Een ‘deugdzame’ cirkel

Kortom, ons gevoelsleven oriënteren in de juiste richting, verheldert onze blik; het is als het reinigen van de vlekken op onze bril die de erfzonde en de persoonlijke zonden erop hebben achtergelaten en die het ons moeilijk maken de wereld te zien zoals ze werkelijk is. “Laten we het rustig zeggen: de ‘onverlostheid’ van de wereld bestaat in de onleesbaarheid van de schepping, in de onherkenbaarheid van de waarheid; een situatie die noodzakelijkerwijs leidt tot de heerschappij van het pragmatisme en zo de macht van de sterken de god van deze wereld laat worden”.[18]

Een goed geordend gevoelsleven helpt ons verstand om de schepping te lezen, de waarheid te herkennen, vast te stellen wat werkelijk goed voor ons is. Dit juiste oordeel van ons verstand maakt een vrije beslissing gemakkelijk. De goede handeling die uit deze keuze voortkomt, geeft ons connaturaliteit met het goede dat wij nastreven en brengt daardoor orde aan in ons gevoelsleven.
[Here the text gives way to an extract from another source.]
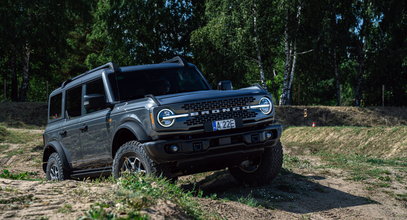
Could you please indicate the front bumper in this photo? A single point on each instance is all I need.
(225, 147)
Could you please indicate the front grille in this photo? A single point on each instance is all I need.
(217, 104)
(201, 119)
Hierdoor komen we in een echte ‘deugdzame cirkel’ terecht die ons ertoe brengt ons steeds vrijer te voelen, heer en meester te zijn over onze eigen handelingen. Dan zullen wij ons in staat voelen ons werkelijk aan God te geven. Want alleen iemand die zichzelf bezit, kan zichzelf geven.
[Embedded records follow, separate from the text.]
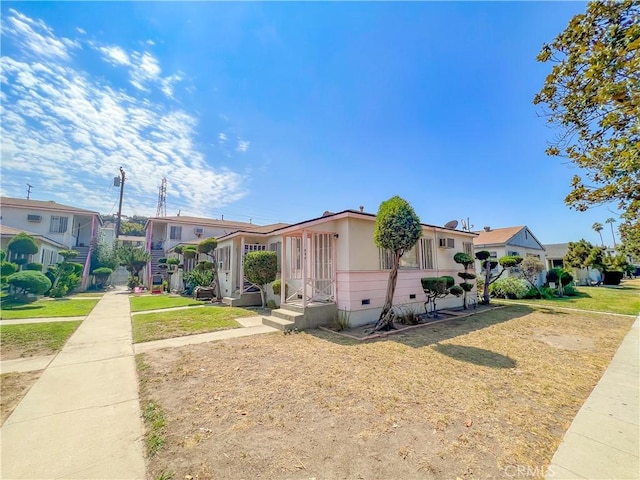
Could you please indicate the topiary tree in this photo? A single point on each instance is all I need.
(561, 277)
(466, 261)
(133, 259)
(397, 229)
(6, 268)
(208, 246)
(22, 245)
(29, 281)
(487, 264)
(531, 268)
(261, 268)
(438, 287)
(101, 275)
De vorming is alleen integraal, als ze al deze niveaus bereikt. Met andere woorden, er is alleen sprake van ware vorming wanneer de verschillende vermogens die bij de menselijke handelingen een rol spelen – verstand, wil, gevoelens – zijn geïntegreerd: ze strijden niet met elkaar, maar werken samen. Als we er niet in slagen om onze gevoelens op een juiste manier te vormen, dat wil zeggen wanneer de deugden worden begrepen als slechts een toegevoegde kracht voor onze wil waardoor we onze gevoelens kunnen negeren, ervaren we de morele normen en de strijd om ernaar te leven als onderdrukkend en kunnen we geen authentieke eenheid van leven leiden. Want we zouden binnen in ons altijd machtige krachten voelen die proberen ons weg te trekken uit de positieve richting en onevenwichtigheid teweegbrengen. We kennen deze instabiliteit goed, want ze is ons uitgangspunt. Maar we kunnen haar stap voor stap overwinnen, naarmate we deze krachten in harmonie met elkaar brengen. Dan zal het moment komen dat ‘omdat ik het wil’, wat de ‘meest bovennatuurlijke reden’ is, begint te betekenen: omdat ik het fijn vind, omdat het me aantrekt, omdat het overeenkomt met mijn manier van zijn, omdat het in overeenstemming is met de innerlijke wereld die ik heb gevormd. Kortom, omdat ik heb geleerd mij de gevoelens van Christus Jezus eigen te maken.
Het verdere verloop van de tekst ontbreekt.